Hand Posture Recognition Using Real-Time Artificial Evolution

  • Benoit Kaufmann
  • Jean Louchet
  • Evelyne Lutton
Part of the Lecture Notes in Computer Science book series (LNCS, volume 6024)


In this paper, we present a hand posture recognition system (configuration and position) we designed as part of a gestural man-machine interface. After a simple image preprocessing, the parameter space (corresponding to the configuration and spatial position of the user’s hand) is directly explored using a population of points evolved via an Evolution Strategy. Giving the priority to exploring the parameter space rather than the image, is an alternative to the classical generalisation of the Hough Transform and allows to meet the real-time constraints of the project.

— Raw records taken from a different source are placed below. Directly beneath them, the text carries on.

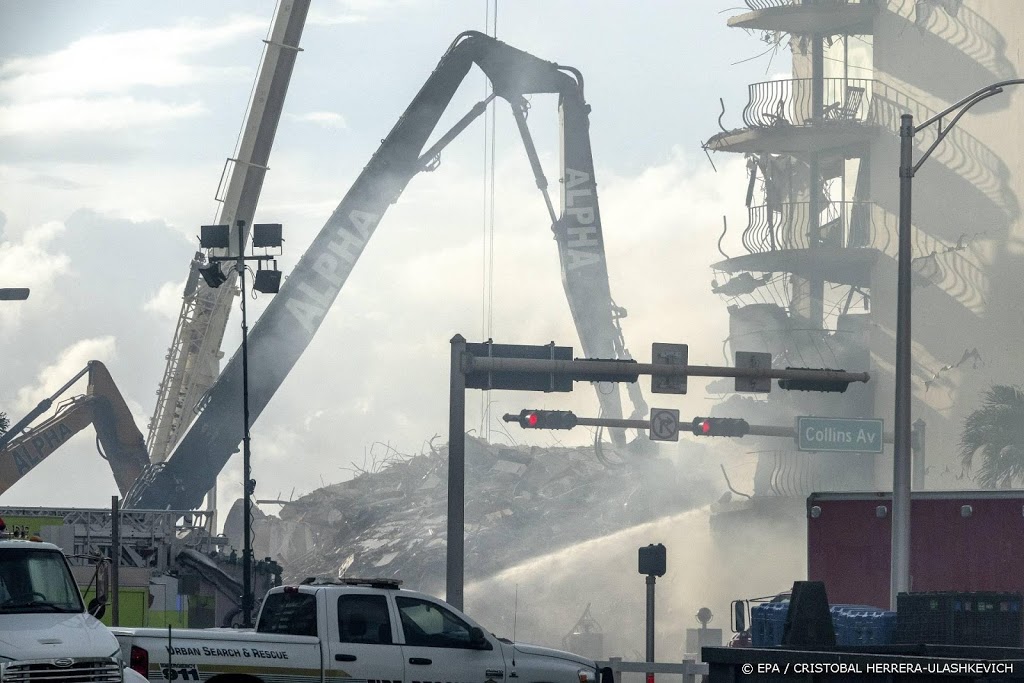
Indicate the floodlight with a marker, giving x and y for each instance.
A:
(13, 294)
(267, 282)
(266, 235)
(212, 273)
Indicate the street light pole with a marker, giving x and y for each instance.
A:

The application is an Augmented Reality prototype for a long term exhibition at the Cité des Sciences, Paris. As it will be open to the general public, rather than using conventional peripherals like a mouse or a joystick, a more natural interface has been chosen, using a microcamera embedded into virtual reality goggles in order to exploit the images of the user’s hand as input data and enable the user to manipulate virtual objects without any specific training.


Video Sequence Input Image Augmented Reality Virtual Object Hough Transform 
These keywords were added by machine and not by the authors. This process is experimental and the keywords may be updated as the learning algorithm improves.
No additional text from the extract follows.